How Trump’s Tariff Against Canada Could Lead To A Trade War
Earlier this week, the Trump administration announced a preliminary decision to impose a 20% tariff on Canadian softwood lumber imports. The move stems from an ongoing trade issue that dates back at least to the Reagan administration, which is poised to hurt both the US and Canadian economies if the countries can’t resolve it.
Lumber mills in Canada and the U.S. essentially have different ways of buying timber. In Canada, timber comes mostly from trees grown on government-owned lands, while U.S. lumber mills mostly buy their timber from private landowners through competitive bidding. At issue is that the US views Canada’s practice as a subsidy to its lumber industry giving it a competitive advantage over U.S. producers. And since Canada also restricts its log exports, this depresses Canadian timber prices even lower, increasing the advantage Canadian lumber has in the U.S. market.
The US has dealt with this issue for almost four decades. In the past three cases where Commerce found subsidies, Canada agreed to restrict lumber exports to settle the matter. This could happen again. Needless to say, there are no guarantees, and it will likely take a while before the latest case is resolved.
Every industry in the US has a right to file a case with the U.S. government to determine whether imports are being subsidized. Once that’s determined, domestic industries have a right to file a case and get an answer from the U.S. government as to whether a subsidy exists. The Department then continues its investigation to assess a final duty rate. Then an independent agency, the U.S. International Trade Commission, still has to find that the subsidized imports injured the domestic industry before duties are applied. While career civil servants conducted this investigation and the law is supposed to operate without political influence, whoever is in the White House can reasonably claim credit for what his government does.
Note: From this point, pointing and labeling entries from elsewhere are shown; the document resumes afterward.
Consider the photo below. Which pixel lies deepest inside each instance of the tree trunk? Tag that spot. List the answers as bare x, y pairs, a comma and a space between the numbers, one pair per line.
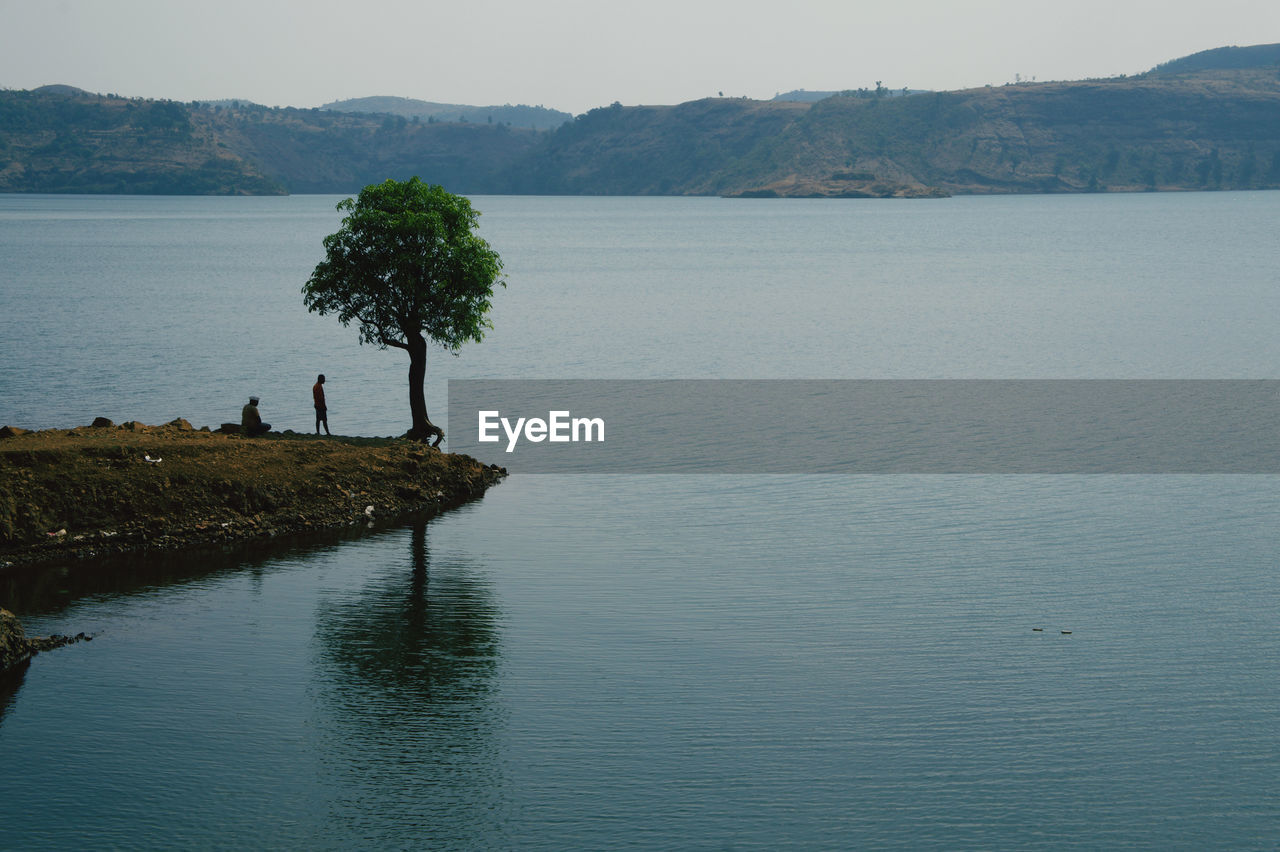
423, 426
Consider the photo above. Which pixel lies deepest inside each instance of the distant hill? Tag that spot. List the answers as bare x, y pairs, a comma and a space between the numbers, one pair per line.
67, 142
804, 96
538, 118
1223, 59
1205, 122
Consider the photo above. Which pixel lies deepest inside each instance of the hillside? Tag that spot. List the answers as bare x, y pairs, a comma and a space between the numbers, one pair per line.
59, 138
1206, 122
1214, 129
535, 118
63, 140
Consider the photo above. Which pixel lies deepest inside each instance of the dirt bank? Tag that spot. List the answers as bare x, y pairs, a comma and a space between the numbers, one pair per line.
97, 490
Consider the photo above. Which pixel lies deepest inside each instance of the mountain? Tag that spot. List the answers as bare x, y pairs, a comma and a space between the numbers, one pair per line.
1205, 122
55, 141
1223, 59
536, 118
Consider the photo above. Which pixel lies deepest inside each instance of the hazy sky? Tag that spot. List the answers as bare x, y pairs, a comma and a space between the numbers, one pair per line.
579, 54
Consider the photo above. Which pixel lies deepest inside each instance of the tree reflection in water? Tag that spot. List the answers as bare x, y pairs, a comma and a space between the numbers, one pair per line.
406, 714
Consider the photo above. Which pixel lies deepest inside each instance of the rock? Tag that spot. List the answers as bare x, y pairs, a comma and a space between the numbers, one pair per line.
14, 647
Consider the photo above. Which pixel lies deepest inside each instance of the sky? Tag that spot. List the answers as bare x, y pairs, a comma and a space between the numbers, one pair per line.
575, 55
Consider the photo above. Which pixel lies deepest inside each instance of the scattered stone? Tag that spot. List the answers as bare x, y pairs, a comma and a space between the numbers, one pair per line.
14, 646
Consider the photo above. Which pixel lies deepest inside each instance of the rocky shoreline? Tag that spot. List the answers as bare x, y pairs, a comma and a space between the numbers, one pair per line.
109, 489
105, 489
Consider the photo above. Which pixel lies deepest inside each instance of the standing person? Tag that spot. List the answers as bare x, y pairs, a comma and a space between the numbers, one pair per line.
321, 411
251, 420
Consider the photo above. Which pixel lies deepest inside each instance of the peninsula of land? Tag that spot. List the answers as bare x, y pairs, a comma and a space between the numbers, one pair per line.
106, 489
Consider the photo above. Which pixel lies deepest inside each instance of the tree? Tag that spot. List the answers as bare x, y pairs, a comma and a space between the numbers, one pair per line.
407, 266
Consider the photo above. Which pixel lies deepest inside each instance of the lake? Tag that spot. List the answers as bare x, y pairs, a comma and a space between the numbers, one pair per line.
696, 662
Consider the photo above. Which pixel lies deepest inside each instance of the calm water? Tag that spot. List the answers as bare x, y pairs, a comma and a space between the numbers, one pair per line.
663, 662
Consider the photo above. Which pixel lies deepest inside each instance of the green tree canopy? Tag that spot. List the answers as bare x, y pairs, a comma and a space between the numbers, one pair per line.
408, 268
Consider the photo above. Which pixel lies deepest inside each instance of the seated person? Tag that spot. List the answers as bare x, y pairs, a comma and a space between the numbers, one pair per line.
251, 421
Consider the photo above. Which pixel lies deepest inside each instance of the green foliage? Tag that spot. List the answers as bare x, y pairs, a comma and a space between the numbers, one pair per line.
406, 262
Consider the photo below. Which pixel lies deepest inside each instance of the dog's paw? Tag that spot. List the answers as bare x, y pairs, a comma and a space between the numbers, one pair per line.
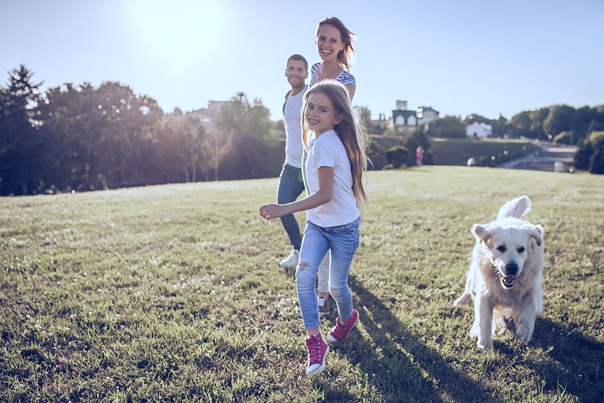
524, 331
485, 345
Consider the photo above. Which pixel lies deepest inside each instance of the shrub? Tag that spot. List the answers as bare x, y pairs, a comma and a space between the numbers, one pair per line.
397, 156
583, 156
377, 155
596, 163
591, 153
564, 138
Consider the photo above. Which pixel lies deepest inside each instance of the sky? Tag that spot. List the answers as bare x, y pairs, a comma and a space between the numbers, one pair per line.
459, 57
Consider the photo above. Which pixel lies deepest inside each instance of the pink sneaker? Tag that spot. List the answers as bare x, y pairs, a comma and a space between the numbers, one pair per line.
339, 331
317, 354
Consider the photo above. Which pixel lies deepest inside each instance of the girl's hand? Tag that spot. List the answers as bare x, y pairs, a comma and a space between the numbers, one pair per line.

Trump’s announcement this week comes after the lumber industry filed a case with the US Department of Commerce. Since 1980, it’s the fifth case filed by the industry. In the most recent case, a preliminary finding determined that Canada offered a lumber subsidy of 19.3%.
Each of the last three cases resulted in a U.S. Canada lumber agreement, under which Canada decided that it was better to restrict its lumber exports than having the U.S. impose tariffs. And that is an outcome that would not be surprising this time around as well.
Does that mean that all will be well in U.S.-Canada trade relations insofar as lumber is concerned? There are still risks. Canada can appeal U.S. agency decisions to a World Trade Organization (WTO) panel and under the North American Free Trade Agreement (NAFTA) to a bi-national panel. Challenges to U.S. trade remedies are often successful. President Trump’s 2017 Trade Policy Agenda criticizes international dispute settlement as an interference with U.S. sovereignty. Moreover, during the last lumber case in 2001, the domestic industry also challenged the constitutionality of NAFTA dispute settlement which end rights to appeal to U.S. courts.
If the U.S. government fails to implement an international panel’s decision, that could trigger trade hostilities. If it is a WTO decision, ultimately Canada would have a right to retaliate against U.S. trade. Lumber is a big trade item for Canada, and the retaliation authorized could cost Canada billions of dollars. If a NAFTA panel were disregarded, this could undercut the basis for continuing to have NAFTA, and hundreds of billions of dollars worth of trade between the two countries could be at risk. If Canada and the US cannot come to an agreed or at least tolerable result on lumber trade, the costs to our two economies would be very high. There would be no winners.
Alan Wm. Wolff was a senior trade negotiator with in both Republican and Democratic administrations. He is a Senior Counsel with Dentons LLP. He was counsel to the domestic U.S. industry for several rounds of lumber litigation and negotiated settlements. This article is written on behalf of no client or organization.